= Cadaqués Orchestra =

Spanish chamber orchestra

The Cadaqués Orchestra (Orquesta de Cadaqués [Spanish]; Orquestra de Cadaqués [Catalan]) is a chamber orchestra based in Cadaqués, Catalonia, Spain. Founded in 1988 to be the resident orchestra of the Cadaqués Festival, the orchestra has since become an established orchestra with a regular concert season. The orchestra hosts the Cadaqués Orchestra International Conducting Competition, which occurs every two years.

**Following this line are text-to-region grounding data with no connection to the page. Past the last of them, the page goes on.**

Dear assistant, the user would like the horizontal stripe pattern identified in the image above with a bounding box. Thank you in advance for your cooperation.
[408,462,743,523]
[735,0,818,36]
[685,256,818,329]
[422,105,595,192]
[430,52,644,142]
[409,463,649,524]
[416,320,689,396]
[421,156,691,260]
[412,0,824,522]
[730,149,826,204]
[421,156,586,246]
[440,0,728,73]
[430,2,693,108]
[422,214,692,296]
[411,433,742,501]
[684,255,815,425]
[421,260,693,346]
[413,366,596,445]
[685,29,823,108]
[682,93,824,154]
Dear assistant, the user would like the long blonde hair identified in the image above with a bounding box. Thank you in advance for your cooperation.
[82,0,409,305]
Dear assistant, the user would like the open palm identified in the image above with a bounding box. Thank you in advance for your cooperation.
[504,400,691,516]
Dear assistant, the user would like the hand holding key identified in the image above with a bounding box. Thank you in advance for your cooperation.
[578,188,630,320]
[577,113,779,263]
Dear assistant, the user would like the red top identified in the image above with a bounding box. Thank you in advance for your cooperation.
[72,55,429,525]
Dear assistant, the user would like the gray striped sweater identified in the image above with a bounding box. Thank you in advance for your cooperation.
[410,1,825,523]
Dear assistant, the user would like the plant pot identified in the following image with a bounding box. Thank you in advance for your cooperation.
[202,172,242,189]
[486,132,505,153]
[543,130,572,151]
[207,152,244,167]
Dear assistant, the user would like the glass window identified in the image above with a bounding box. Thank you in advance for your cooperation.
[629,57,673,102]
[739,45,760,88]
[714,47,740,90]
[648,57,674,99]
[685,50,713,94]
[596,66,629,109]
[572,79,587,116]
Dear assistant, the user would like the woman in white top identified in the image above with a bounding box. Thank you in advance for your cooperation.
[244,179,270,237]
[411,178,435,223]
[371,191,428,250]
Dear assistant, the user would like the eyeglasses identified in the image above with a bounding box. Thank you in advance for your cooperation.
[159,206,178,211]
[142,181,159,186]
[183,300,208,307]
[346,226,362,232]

The orchestra gives concerts in several cities and venues in Spain, including the following:

- Cornellà de Llobregat, Auditori
- Figueres, Teatre el Jardí
- Girona, Auditori de Girona
- Lleida, Auditori Municipal Enric Granados
- Madrid, Auditorio Nacional
- Terrassa, Auditori Centre Cultural Unnim
- Viladecans, Atrium Viladecans
- Vilafranca, Auditori Municipal de Vilafranca,
- Zaragoza, Auditorio de Zaragoza

Gianandrea Noseda became principal conductor of the orchestra in 1994, after winning the Cadaqués Orchestra International Conducting Competition in the same year. The orchestra's principal guest conductor was Sir Neville Marriner. In February 2011, the orchestra announced the appointment of Jaime Martín, a founding member of and flutist in the orchestra, as co-chief conductor, in tandem with Noseda.